- Founded: 1967; 59 years ago
- Location: Paris, France
- Concert hall: Philharmonie de Paris
- Music director: Klaus Mäkelä
- Website: www.orchestredeparis.com

= Orchestre de Paris =

French symphonic orchestra

The Orchestre de Paris (/fr/) is a French orchestra based in Paris. The orchestra currently performs most of its concerts at the Philharmonie de Paris.

==History==
In 1967, following the dissolution of the Orchestre de la Société des Concerts du Conservatoire, the French Minister of Culture, André Malraux, and his director of music, Marcel Landowski, engaged conductor Charles Munch to create a new orchestra in Paris. Soon after its creation, Munch died in 1968, and Herbert von Karajan was hired as an interim music advisor from 1969 to 1971. Successive music directors include Sir Georg Solti, Daniel Barenboim, and Semyon Bychkov. Christoph von Dohnányi served as artistic advisor from 1998 to 2000.

During his tenure, Barenboim saw a need for a permanent chorus for the orchestra, and engaged the English chorus master Arthur Oldham to create the Chœur de l'Orchestre de Paris in 1976. Oldham remained with the Chorus till his retirement in 2002. From 2002 to 2011, Didier Bouture and Geoffroy Jourdain shared direction of the Chorus, which is now run by Lionel Sow.

Christoph Eschenbach was music director from 2000 to 2010. He conducted recordings of music of Luciano Berio, Marc-André Dalbavie, and Albert Roussel with the orchestra. In May 2007, Paavo Järvi was named the orchestra's sixth music director, effective from the 2010–11 season. Järvi concluded his tenure in 2016. In June 2015, the orchestra announced the appointments of Daniel Harding as its 9th principal conductor, and of Thomas Hengelbrock as principal guest conductor, effective September 2016. In January 2018, the Orchestre de Paris announced that Harding would stand down as its principal conductor, following the close of the 2018–2019 season.

In June 2019, Klaus Mäkelä first guest-conducted the orchestra. In June 2020, the orchestra announced the appointment of Mäkelä as its next music director, effective with the 2022–2023 season, with an initial contract of 5 seasons. The original intention had been for Mäkelä to hold the post of musical advisor from 2020 to 2022. However, Mäkelä assumed the role of music director in September 2021, one year earlier than originally planned. The orchestra and Mäkelä have recorded commercially for the Decca label. In April 2024, Mäkelä stated his intention to conclude his Orchestre de Paris tenure at the close of the 2026–2027 season.

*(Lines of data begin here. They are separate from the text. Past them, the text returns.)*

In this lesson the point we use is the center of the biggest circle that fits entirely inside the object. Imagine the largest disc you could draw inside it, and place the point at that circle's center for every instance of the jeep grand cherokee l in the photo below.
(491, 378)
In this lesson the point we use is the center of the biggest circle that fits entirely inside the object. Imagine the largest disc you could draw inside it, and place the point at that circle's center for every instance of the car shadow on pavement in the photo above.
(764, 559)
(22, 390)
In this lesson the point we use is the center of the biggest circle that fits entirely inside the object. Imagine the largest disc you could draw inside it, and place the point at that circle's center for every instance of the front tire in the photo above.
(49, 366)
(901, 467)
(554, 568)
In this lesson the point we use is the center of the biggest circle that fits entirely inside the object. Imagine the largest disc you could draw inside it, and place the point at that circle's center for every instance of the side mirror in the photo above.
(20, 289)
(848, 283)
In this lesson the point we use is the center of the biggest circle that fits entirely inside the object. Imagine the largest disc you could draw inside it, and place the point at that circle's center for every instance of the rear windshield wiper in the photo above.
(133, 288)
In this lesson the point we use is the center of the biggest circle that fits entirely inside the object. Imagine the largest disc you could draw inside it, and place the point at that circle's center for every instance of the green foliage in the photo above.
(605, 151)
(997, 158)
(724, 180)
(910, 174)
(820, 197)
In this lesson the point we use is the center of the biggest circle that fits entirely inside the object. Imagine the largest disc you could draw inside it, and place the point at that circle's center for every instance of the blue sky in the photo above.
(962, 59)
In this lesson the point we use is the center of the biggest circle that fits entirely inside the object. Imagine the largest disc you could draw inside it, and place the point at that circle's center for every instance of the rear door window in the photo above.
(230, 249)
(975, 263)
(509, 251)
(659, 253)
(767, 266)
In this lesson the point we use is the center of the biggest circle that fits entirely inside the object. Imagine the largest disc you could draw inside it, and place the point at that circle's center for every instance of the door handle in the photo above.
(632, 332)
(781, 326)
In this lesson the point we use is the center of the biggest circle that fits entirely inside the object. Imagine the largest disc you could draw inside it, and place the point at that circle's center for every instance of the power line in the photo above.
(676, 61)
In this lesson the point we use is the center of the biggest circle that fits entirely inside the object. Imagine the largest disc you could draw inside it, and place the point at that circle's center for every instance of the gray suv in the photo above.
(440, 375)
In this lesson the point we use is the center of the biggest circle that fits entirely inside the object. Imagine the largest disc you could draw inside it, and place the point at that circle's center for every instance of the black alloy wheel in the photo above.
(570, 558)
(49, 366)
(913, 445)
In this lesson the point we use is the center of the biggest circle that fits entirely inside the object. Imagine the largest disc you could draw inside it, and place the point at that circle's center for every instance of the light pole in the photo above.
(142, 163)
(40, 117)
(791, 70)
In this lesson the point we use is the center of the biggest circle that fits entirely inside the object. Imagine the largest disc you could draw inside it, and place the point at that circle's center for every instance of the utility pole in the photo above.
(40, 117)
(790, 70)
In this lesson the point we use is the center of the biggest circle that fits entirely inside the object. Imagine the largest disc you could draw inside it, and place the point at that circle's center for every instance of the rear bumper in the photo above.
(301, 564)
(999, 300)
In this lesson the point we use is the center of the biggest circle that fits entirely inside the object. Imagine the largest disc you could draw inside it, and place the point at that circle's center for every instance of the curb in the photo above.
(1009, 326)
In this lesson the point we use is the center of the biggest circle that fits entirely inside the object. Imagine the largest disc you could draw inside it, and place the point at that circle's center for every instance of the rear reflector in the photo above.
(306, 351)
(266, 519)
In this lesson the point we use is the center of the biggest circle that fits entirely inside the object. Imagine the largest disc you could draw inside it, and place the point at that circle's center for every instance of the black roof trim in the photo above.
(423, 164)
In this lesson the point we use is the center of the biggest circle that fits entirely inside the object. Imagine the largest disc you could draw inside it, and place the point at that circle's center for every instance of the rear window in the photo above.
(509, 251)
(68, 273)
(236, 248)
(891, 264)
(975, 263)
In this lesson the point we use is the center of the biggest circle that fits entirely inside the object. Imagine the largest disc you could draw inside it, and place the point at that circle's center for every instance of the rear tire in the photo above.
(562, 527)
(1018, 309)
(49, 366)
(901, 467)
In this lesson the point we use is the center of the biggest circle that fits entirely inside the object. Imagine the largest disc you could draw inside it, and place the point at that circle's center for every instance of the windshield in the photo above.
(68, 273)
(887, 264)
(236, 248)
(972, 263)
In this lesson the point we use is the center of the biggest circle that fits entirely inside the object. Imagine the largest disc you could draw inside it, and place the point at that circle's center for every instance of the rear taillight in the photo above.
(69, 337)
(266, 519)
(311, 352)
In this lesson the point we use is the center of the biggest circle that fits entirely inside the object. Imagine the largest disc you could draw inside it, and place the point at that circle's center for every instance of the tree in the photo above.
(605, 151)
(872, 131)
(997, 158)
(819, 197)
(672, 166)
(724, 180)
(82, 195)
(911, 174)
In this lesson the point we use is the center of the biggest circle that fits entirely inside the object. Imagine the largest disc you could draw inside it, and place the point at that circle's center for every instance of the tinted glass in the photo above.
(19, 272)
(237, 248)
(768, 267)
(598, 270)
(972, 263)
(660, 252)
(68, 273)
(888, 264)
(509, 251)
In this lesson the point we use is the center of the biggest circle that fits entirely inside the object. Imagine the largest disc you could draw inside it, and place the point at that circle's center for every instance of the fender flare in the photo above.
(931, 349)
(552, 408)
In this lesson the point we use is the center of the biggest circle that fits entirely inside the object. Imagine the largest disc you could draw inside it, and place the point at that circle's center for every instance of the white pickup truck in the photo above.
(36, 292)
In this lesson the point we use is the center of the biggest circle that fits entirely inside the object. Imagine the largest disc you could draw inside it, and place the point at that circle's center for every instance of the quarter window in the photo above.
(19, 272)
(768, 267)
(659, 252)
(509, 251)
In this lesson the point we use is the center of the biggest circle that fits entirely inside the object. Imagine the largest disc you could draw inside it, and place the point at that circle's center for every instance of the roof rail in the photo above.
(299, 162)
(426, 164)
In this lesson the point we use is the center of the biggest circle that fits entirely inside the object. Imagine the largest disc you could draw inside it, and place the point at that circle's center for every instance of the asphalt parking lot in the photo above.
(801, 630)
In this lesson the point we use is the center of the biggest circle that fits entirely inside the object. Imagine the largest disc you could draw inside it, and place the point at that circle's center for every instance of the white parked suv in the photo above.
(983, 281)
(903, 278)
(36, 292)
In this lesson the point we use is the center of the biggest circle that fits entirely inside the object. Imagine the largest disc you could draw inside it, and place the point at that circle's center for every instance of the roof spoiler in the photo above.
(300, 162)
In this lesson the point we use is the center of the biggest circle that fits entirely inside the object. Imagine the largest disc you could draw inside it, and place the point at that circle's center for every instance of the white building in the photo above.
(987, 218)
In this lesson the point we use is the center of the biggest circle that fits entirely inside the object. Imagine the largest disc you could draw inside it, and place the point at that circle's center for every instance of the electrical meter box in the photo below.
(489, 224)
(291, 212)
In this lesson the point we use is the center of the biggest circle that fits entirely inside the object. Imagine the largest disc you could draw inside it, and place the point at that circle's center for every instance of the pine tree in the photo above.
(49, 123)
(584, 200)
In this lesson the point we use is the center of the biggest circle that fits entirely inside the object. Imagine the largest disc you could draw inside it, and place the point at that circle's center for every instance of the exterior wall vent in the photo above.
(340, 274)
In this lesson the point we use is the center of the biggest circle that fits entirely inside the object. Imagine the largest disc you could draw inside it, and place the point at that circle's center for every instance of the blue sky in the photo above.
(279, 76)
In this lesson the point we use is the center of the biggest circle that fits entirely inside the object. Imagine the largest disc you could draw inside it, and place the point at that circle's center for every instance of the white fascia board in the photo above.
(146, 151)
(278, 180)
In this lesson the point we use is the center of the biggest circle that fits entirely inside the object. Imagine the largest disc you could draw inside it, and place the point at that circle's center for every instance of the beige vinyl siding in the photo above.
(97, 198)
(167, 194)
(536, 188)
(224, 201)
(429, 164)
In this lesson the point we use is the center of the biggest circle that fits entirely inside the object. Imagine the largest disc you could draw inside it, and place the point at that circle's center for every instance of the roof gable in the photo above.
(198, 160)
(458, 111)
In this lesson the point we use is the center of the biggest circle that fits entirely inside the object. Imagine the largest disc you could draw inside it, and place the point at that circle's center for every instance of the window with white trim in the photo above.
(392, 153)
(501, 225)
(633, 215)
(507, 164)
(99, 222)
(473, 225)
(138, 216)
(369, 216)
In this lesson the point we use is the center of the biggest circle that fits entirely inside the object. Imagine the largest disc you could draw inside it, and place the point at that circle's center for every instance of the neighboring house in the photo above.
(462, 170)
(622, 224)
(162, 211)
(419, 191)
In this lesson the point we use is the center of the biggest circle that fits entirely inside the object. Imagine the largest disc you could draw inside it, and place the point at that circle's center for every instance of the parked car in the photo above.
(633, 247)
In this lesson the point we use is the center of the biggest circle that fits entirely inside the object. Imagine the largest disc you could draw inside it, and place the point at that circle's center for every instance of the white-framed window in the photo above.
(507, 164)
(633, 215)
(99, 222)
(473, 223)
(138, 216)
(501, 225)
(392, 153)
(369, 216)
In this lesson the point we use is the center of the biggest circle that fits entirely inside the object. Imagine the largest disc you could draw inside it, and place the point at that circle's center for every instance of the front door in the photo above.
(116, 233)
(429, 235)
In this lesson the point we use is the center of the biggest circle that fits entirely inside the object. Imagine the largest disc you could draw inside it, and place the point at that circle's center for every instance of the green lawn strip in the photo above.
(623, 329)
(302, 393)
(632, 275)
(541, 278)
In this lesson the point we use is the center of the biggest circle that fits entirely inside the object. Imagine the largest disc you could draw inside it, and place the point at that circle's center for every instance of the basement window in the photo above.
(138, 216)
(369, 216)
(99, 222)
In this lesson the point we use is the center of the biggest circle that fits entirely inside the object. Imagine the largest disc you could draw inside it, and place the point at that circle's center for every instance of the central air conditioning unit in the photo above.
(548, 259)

In September 2025, the orchestra announced the appointment of Esa-Pekka Salonen as its new principal conductor, effective with the 2027-2028 season, with an initial contract of five years. Salonen had first guest-conducted the Orchestre de Paris in 1988.

==Performance venue history==
In 1998, Crédit Lyonnais, which had control of the Salle Pleyel, sold the hall to the French businessman Hubert Martigny. The Salle Pleyel was closed in 2002, which left the orchestra without a resident hall. The Théâtre des Champs-Élysées and Théâtre du Châtelet both presented the orchestra during the 2001–02 season. By the fall of 2002, the orchestra had secured the Théâtre Mogador, where it played its next four seasons. In 2003, the French government secured a new arrangement whereby Martigny would pay for renovations to the Salle Pleyel, and rent the hall to the Cité de la Musique, which would then be scheduled to purchase the hall in the year 2056. After renovations, the Salle Pleyel reopened in September 2006 and became once more the Orchestre de Paris's home base. The orchestra took up residence at the new Philharmonie de Paris, near the Cité de la Musique in the Parc de la Villette, after the opening of the hall ceremony which took place on 14 January 2015.

==Music directors==
- Charles Munch (1967–1968)
- Sir Georg Solti (1972–1975)
- Daniel Barenboim (1975–1989)
- Semyon Bychkov (1989–1998)
- Christoph Eschenbach (2000–2010)
- Paavo Järvi (2010–2016)
- Daniel Harding (2016–2019)
- Klaus Mäkelä (2021–present)

===Other conductors in leadership positions===
- Herbert von Karajan (musical advisor, 1969–1971)
- Christoph von Dohnányi (artistic advisor, 1998–2000)
- Esa-Pekka Salonen (principal conductor-designate, effective 2027)

==Pop charts==
The Orchestre de Paris found itself in an unusual situation in 1989, when its performance of Ravel's Boléro became a hit on the Dutch pop chart. The recording, made in 1982 under the direction of Daniel Barenboim, was released as a CD-single to coincide with the success of the song "No more boleros" by the Dutch pop singer Gerard Joling, which included parts of the Ravel work. With its playing time of 17 minutes, the Orchestre de Paris single remains the longest recording ever in the Dutch Top 40.